Arthur Conmy comments on Towards Multimodal Interpretability: Learning Sparse Interpretable Features in Vision Transformers

Arthur Conmy 29 Apr 2024 21:25 UTC
13 points
8
Awesome work! I notice I am surprised that this just worked given just 1M datapoints (we use 1000x this with LMs, even small ones), and not needing any new techniques, and producing subjectively extremely abstract features (IMO).
It would be nice if the “guess the image” game was presented as a result rather than a fun side thing in this post. AFAICT that’s the only interpretability result that can’t be critiqued as cherry-picked. You should state front and center that the top features for arbitrary images are basically interpretable, it’s a great result!

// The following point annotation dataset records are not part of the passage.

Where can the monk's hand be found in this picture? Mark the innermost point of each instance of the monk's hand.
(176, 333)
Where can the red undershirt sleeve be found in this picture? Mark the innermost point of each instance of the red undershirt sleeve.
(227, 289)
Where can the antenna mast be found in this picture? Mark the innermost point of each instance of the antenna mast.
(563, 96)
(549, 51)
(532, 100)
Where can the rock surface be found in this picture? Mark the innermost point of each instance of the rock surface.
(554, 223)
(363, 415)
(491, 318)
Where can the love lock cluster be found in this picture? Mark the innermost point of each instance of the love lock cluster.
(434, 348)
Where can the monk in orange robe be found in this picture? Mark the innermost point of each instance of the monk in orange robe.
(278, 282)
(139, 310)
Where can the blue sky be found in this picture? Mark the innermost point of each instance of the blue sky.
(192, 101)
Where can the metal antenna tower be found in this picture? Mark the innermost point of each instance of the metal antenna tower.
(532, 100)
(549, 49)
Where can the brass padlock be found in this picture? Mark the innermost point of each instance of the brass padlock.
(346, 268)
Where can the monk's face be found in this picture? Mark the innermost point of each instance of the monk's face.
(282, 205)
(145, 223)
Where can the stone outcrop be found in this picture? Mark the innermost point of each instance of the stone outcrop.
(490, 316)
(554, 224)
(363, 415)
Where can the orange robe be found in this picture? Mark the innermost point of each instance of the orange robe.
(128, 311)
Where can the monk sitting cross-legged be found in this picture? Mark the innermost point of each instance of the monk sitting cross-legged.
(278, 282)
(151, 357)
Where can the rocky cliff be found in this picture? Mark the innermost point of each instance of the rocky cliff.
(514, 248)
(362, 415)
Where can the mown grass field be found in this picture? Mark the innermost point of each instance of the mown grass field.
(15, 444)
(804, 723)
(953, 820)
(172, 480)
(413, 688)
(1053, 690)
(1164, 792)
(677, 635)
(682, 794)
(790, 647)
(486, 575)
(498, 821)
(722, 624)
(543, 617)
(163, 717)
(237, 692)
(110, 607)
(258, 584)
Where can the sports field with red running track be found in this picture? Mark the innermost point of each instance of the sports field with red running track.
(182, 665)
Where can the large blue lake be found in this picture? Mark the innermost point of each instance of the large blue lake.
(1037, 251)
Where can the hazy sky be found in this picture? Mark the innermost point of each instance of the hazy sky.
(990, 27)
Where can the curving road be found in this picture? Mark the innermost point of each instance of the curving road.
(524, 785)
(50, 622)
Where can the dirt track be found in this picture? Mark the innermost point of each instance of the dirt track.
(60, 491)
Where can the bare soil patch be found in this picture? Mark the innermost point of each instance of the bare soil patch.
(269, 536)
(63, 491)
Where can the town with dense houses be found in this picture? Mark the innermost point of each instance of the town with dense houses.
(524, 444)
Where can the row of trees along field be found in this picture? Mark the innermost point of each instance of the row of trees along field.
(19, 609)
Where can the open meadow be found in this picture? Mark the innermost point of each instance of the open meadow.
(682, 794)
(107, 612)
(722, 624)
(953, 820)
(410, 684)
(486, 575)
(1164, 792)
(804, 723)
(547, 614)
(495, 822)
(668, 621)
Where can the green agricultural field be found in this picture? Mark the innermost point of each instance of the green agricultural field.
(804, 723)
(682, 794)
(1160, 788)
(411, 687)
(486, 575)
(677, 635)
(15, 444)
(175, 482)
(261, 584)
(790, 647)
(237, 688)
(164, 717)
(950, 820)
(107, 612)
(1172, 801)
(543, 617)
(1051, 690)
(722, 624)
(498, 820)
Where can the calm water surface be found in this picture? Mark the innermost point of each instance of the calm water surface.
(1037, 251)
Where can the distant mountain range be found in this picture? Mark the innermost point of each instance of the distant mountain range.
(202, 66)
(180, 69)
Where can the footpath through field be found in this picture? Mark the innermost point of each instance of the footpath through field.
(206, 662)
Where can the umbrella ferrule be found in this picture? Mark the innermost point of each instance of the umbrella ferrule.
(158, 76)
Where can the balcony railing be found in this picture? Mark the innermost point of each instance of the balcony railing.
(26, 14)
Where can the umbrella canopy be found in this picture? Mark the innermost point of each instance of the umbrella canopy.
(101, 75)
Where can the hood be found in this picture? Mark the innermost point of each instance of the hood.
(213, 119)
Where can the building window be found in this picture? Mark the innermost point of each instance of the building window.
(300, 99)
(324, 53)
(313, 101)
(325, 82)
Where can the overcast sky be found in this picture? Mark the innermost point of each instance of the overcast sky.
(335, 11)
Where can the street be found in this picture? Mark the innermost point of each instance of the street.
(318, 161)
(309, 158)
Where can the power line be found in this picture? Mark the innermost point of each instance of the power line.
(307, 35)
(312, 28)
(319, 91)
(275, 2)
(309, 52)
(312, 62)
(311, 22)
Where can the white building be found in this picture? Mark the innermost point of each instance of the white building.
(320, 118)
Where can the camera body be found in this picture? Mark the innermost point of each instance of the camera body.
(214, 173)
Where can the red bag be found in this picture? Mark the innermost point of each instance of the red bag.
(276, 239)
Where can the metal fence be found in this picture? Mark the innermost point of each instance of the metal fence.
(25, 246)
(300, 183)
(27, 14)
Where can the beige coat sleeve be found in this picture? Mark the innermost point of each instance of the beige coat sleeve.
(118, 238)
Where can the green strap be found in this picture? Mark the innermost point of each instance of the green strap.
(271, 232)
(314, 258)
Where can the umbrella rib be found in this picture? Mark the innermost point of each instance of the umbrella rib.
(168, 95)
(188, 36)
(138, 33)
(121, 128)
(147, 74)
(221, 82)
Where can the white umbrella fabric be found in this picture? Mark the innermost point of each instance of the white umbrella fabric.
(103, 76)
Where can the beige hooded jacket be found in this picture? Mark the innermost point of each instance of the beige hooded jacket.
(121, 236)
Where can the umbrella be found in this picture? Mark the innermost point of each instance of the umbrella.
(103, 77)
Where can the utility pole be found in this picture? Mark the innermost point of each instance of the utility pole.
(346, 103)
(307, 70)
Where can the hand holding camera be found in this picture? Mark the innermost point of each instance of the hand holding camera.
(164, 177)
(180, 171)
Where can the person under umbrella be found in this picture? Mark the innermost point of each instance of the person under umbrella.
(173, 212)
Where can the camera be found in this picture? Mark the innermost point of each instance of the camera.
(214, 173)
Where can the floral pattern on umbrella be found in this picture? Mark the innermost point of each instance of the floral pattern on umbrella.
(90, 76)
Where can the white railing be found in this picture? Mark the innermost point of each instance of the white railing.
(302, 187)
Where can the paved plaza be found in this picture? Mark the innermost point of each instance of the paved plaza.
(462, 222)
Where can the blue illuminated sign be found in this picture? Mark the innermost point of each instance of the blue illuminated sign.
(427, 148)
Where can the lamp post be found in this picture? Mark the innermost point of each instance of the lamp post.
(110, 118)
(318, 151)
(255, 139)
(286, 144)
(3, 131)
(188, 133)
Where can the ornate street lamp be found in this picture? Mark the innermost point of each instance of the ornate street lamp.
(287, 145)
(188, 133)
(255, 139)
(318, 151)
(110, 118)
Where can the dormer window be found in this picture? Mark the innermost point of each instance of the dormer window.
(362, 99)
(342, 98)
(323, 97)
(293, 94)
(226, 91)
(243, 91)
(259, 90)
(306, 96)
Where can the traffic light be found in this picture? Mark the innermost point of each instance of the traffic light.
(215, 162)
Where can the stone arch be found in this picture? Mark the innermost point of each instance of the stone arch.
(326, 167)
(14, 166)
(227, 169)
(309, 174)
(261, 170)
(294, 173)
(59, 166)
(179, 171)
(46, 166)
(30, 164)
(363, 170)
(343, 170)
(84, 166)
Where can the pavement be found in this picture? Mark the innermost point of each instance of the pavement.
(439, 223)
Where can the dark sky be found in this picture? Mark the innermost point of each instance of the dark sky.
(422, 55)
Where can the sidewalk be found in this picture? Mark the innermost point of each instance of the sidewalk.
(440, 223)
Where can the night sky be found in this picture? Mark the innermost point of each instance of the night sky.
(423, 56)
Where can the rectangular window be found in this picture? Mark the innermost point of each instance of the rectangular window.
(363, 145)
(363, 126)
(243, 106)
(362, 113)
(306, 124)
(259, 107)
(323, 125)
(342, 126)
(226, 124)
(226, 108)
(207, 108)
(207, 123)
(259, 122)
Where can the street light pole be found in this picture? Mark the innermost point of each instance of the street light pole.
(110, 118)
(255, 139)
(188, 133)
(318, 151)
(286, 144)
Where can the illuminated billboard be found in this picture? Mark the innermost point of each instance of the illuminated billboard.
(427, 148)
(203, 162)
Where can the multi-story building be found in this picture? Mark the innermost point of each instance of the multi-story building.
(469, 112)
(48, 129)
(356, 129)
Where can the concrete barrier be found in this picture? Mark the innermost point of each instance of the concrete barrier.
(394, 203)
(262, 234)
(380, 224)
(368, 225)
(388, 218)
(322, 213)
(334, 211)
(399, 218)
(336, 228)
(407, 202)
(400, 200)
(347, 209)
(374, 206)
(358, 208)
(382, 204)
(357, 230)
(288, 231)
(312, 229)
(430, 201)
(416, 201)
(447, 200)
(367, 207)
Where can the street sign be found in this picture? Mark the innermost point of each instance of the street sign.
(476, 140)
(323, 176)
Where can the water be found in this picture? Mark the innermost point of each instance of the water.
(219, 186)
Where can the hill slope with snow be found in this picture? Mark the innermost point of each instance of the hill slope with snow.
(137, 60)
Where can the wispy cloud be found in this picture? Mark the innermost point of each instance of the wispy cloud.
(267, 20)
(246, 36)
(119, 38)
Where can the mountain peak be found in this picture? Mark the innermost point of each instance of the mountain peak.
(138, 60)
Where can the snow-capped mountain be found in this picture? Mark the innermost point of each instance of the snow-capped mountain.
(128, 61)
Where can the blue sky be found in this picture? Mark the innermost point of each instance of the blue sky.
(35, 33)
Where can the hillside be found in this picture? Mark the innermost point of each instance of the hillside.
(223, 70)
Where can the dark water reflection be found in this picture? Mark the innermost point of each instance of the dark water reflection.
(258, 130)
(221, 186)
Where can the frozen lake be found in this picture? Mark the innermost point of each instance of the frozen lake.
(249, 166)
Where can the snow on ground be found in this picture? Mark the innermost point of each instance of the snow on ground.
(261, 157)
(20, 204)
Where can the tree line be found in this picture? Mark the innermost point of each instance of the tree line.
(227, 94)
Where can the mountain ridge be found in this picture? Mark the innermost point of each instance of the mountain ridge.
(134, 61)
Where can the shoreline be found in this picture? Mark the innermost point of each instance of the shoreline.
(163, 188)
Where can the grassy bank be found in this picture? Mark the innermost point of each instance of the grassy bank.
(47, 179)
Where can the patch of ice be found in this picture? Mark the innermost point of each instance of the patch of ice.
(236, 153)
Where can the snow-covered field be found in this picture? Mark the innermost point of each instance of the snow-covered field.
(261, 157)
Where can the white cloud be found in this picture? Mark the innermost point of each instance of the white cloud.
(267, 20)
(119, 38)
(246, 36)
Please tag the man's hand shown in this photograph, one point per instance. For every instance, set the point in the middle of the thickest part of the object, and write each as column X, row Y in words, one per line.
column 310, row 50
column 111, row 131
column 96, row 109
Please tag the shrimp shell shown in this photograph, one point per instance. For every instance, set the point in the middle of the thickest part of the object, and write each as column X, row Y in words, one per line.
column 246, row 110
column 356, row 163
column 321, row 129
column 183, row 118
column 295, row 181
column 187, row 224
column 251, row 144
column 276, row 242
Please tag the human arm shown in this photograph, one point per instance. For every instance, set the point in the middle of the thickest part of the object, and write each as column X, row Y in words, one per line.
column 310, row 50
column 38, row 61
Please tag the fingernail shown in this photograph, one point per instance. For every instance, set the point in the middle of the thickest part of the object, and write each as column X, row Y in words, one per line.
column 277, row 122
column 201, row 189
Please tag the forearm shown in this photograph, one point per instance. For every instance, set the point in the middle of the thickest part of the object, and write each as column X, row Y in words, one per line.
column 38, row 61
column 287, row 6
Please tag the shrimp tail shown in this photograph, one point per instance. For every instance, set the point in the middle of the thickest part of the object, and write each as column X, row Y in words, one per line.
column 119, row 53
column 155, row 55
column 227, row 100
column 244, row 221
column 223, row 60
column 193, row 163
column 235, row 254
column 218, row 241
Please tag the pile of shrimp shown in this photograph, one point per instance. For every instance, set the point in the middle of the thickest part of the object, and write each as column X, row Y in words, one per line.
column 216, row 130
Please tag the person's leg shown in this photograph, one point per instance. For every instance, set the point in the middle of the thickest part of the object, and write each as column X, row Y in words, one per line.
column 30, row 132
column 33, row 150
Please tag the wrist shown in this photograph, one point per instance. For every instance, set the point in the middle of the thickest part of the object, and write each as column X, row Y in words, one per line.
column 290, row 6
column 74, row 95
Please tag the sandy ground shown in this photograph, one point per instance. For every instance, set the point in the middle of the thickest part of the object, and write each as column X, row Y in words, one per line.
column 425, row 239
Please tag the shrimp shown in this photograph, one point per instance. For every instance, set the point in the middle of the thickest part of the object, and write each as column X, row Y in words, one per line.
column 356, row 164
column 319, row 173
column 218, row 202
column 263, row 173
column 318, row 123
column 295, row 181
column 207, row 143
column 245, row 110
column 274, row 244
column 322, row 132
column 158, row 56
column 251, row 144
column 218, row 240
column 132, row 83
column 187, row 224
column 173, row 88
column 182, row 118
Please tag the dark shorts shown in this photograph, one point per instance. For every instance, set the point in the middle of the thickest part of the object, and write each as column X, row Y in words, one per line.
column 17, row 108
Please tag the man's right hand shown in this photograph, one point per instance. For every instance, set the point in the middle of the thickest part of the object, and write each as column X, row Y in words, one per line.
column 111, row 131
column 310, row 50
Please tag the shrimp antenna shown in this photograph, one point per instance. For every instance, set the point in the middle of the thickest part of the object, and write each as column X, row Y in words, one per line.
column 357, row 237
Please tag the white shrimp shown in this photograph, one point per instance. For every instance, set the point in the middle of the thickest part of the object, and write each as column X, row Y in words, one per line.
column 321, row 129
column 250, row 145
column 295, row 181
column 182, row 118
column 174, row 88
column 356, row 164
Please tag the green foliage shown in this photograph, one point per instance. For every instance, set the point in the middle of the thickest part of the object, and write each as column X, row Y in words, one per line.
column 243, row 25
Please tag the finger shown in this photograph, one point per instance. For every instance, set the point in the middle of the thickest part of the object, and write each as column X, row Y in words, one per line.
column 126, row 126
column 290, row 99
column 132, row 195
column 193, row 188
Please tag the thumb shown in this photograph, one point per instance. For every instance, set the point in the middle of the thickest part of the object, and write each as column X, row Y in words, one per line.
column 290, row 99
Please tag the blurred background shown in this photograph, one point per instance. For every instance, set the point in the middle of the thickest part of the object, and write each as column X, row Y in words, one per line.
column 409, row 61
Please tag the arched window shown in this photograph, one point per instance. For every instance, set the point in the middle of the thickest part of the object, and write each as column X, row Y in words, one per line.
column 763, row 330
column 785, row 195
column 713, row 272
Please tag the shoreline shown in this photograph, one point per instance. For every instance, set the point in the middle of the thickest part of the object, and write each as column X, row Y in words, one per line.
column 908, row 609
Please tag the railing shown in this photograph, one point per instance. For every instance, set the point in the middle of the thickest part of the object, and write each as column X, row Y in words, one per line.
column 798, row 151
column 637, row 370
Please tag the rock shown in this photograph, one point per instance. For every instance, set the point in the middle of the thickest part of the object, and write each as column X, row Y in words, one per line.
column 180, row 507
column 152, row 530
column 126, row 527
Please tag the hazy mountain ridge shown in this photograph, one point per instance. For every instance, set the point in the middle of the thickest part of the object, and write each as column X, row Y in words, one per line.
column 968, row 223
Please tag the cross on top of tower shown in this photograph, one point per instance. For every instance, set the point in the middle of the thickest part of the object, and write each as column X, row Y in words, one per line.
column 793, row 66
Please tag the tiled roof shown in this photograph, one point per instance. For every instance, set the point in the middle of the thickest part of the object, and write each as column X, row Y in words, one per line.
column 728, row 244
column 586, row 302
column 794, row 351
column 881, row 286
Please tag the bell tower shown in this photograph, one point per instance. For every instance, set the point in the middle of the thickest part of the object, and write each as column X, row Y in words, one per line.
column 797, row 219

- hugofry 30 Apr 2024 22:03 UTC
  3 points
  2
  Parent
  Thanks for the feedback! Yeah I was also surprised SAEs seem to work on ViTs pretty much straight out of the box (I didn’t even need to play around with the hyper parameters too much)! As I mentioned in the post I think it would be really interesting to train on a much larger (more typical) dataset—similar to the dataset the CLIP model was trained on.
  
  I also agree that I probably should have emphasised the “guess the image” game as a result rather than an aside, I’ll bare that in mind for future posts!